Мы брели понурые, угнетенные. Стены, стены… развалины. Вышли на окраину, и вдруг Рагожин заорал благим матом (дословно: «А-а-а-а-а!..»), выронил из-под мышки то ли мину, то ли компьютер и принялся прыгать и махать руками.
Мы отскочили от него.
— Оно светится! Смотрите, светится! — Надя указывала пальчиком, а сама пятилась.

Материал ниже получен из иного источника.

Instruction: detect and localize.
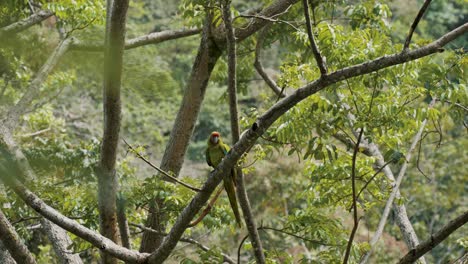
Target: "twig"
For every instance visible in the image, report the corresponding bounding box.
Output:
[398,211,468,264]
[189,186,224,227]
[302,0,327,76]
[128,223,236,264]
[254,26,287,98]
[437,99,468,112]
[122,138,201,192]
[221,0,266,264]
[361,99,435,263]
[356,159,393,200]
[343,129,364,264]
[0,10,54,36]
[403,0,431,51]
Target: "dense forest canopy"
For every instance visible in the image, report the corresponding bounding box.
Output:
[0,0,468,263]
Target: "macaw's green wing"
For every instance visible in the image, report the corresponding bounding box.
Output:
[219,143,231,156]
[223,174,242,227]
[205,147,213,167]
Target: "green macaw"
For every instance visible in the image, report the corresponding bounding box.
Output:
[205,131,242,227]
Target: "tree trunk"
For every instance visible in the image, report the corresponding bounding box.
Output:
[98,0,128,264]
[41,218,83,264]
[0,211,36,264]
[140,16,221,252]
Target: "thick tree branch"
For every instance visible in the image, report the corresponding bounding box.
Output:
[0,210,36,264]
[3,38,74,131]
[342,129,364,264]
[0,240,17,264]
[398,211,468,264]
[223,0,265,264]
[0,10,54,37]
[123,139,201,192]
[236,0,299,43]
[403,0,432,50]
[189,186,224,227]
[41,218,83,264]
[71,28,201,52]
[130,223,235,264]
[146,23,468,263]
[254,26,287,98]
[98,0,129,264]
[302,0,327,75]
[361,99,435,263]
[0,168,148,263]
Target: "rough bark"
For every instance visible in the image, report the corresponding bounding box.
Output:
[222,0,265,264]
[361,99,435,263]
[140,14,221,252]
[98,0,128,264]
[0,240,16,264]
[140,0,298,252]
[0,10,54,37]
[0,210,36,264]
[144,23,468,263]
[0,168,148,263]
[398,211,468,264]
[41,218,83,264]
[71,28,201,52]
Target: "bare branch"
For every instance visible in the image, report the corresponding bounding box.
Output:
[361,99,435,263]
[71,28,201,52]
[342,129,364,264]
[117,196,132,249]
[130,223,235,264]
[98,0,129,264]
[223,0,265,264]
[0,169,148,263]
[254,26,287,97]
[403,0,432,50]
[0,210,36,264]
[145,23,468,263]
[122,139,201,192]
[234,0,299,42]
[398,211,468,264]
[0,10,54,37]
[0,240,17,264]
[41,218,83,264]
[189,186,224,227]
[302,0,327,75]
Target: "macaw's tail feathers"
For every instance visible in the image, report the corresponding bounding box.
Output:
[223,176,242,227]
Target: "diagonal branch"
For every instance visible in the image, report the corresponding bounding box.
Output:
[361,99,435,263]
[0,210,36,264]
[129,223,235,264]
[343,127,364,264]
[398,211,468,264]
[144,23,468,263]
[71,28,201,52]
[302,0,327,75]
[122,139,201,192]
[254,26,287,98]
[0,10,54,37]
[0,166,148,263]
[222,0,265,264]
[403,0,432,51]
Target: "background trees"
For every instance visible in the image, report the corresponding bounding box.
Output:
[0,0,468,263]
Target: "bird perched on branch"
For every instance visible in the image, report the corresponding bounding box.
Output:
[205,131,241,226]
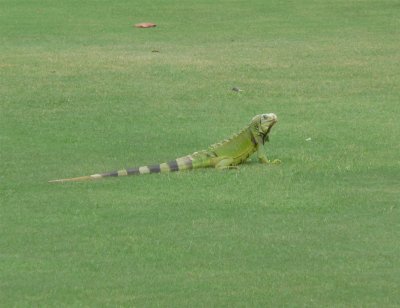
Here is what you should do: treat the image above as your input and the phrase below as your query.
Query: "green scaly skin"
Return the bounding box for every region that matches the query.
[49,113,278,183]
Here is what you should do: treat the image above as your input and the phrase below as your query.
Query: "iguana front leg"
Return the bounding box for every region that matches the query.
[254,136,281,164]
[254,135,269,164]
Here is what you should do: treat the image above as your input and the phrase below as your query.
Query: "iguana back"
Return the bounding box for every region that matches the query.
[49,113,278,183]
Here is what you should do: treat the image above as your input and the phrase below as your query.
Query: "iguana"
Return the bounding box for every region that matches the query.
[49,113,278,183]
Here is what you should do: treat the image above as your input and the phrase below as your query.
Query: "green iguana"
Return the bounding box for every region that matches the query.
[49,113,279,183]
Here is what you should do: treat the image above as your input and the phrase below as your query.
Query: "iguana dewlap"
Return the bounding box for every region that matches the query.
[50,113,278,182]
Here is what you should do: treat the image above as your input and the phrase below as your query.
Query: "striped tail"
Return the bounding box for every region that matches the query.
[49,155,203,183]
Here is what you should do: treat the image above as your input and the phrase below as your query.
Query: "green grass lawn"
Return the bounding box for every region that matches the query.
[0,0,400,307]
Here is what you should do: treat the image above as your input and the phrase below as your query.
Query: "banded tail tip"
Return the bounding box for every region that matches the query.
[49,174,102,183]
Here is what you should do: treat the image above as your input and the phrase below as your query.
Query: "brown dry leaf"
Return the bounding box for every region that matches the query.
[135,22,157,28]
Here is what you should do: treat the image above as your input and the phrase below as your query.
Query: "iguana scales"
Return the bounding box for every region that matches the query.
[49,113,278,183]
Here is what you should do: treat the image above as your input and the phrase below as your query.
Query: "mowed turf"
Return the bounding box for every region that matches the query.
[0,0,400,307]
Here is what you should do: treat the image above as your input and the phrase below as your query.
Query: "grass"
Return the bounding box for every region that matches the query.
[0,0,400,307]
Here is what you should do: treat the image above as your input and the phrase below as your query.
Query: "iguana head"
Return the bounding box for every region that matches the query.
[251,113,278,142]
[260,113,278,134]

Мина, компьютер — черт его разберет! — светился алым, как раскаленный металл.
— Я обжегся! — голосил Рагожин, прыгая и махая руками. — Сначала приятно было… тепло! А потом… уй! Самое чувствительное место — подмышка!
— Почему чувствительное самое? — спросила Надя (отменное качество — любознательность, для исследователя природы — первое дело!).
— По… потому что… — Рагожин продолжал размахивать руками и, наверное, поэтому был очень смел в своих предположениях. — Потому что… волосы у человека растут в самых важных местах! На голове… на… — он замолк, а потом махнул руками еще отчаяннее: — На месте очень важном… связанном с продолжением рода! И — под мышками! Волосяной покров расположен крестом, и в древности существовала так называемая волосяная религия!
Валентин таращил глаза. Надя старалась запомнить.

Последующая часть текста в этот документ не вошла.